Faire un bon « casting » dépend de la rotation et des fonctions recherchées avec le couvert : l'historique de la parcelle, le précédent, la culture suivante, la problématique spécifique (contrôle d'adventices, de maladies, structure...) entrent en ligne de compte. Ainsi, lors du passage au non-travail du sol, il faut remplacer la porosité mécanique par de la porosité biologique, « qui arrivera naturellement au bout de trois ans environ », précise Jean-Luc Forrler, conseiller à la chambre d'agriculture de Moselle. Le choix se portera donc sur des couverts qui structurent le sol, en associant des espèces à systèmes racinaires complémentaires (fasciculés et pivotants). Pour le conseiller, pour capter l'azote et le relarguer, le couvert doit contenir 30 à 50 % de légumineuses ou de protéagineux. « Au début du passage en agriculture de conservation, il y a une forte consommation d'azote, notamment en raison de la hausse de la biomasse microbienne. De plus, une légumineuse injecte 30 % de carbone en plus qu'une autre famille. Cela permettra de nourrir la vie microbienne via les exsudats racinaires. »

TROIS À QUATRE ESPÈCES

Le couvert doit être composé de trois à quatre espèces, afin de fournir aux organismes du sol de 4 à 5 tonnes de matière sèche par hectare. « Il faut avoir toujours un couvert qui pousse, pour concurrencer les adventices, ajoute Daniel Brémond, agriculteur à Oraison, en semis direct sous couvert végétal. C'est une course de relais ! » Cela permet aussi de mieux jongler avec les aléas climatiques.

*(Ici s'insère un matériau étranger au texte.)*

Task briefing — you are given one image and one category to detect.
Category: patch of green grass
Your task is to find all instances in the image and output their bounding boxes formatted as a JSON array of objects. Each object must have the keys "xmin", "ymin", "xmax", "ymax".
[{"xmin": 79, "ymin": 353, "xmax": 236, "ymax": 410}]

Pour les systèmes avec élevage, la paille est généralement prélevée alors que, grâce à son rapport C/N proche de 100, elle alimente les champignons du sol. « Il faudra compenser cette exportation par un couvert riche en matière ligneuse, comme le lin, les crucifères ou les céréales, telles que l'avoine », précise Jean-Luc Forrler. Pour une interculture courte, le sarrazin occupera vite l'espace afin de concurrencer les adventices. Il pourra être mélangé avec du lin et de la vesce qui prendra le relais du sarrazin pour couvrir le sol.

Si les couverts sont détruits avant le semis (SCV sur couvert mort), ils peuvent être « calmés » par des petites doses de désherbants et rester en place plusieurs années, à l'instar la luzerne (SCV sur couvert vivant).

SÉLECTIONNER LA VIGUEUR

Les variétés utilisées en conventionnel et en bio ne sont pas forcément adaptées à l'agriculture de conservation (AC), car il faut allier productivité, qualité du grain, résistance aux maladies et à la verse, pouvoir couvrant, terroir et, enfin, bonne vigueur au départ et en végétation. Ces critères sont déjà pris en compte séparément dans les programmes de sélection publics ou privés pour des systèmes bio et conventionnels. « Parmi les évolutions possibles de notre programme de sélection du blé tendre, une des pistes est une éventuelle prise en compte des besoins spécifiques en sélection des systèmes TCS ou d'agriculture de conservation, » estime Bernard Rolland, de l'Inra de Rennes. En attendant, les résultats de la recherche, des essais variétaux de semenciers sont déjà en cours chez des agriculteurs. « Une levée rapide permet de mieux résister aux attaques de limaces, note Daniel Brémond. La bonne vigueur en végétation permettra de récolter plus tôt, donc d'installer un couvert plus tôt. »

MÉLANGES VARIÉTAUX

Mais parfois, la meilleure solution pour avoir un maximum de qualités techniques, c'est de mélanger les variétés. Chez Jean-Claude Quillet, agriculteur près de Tours, cette pratique est courante depuis 1998 (lire en page 40). « J'utilise deux mélanges de variétés de blé, un après colza un peu plus précoce, et un autre après maïs, millet ou sorgho, témoigne-t-il. Le but est d'allier productivité, qualité panifiable et résistance aux maladies. Si une variété sensible à la rouille jaune côtoie dans le mélange d'autres peu sensibles, l'explosion de la maladie sera évitée. » Le problème de cette pratique est la vente de la récolte aux coopératives, qui, en général, préfèrent les variétés pures.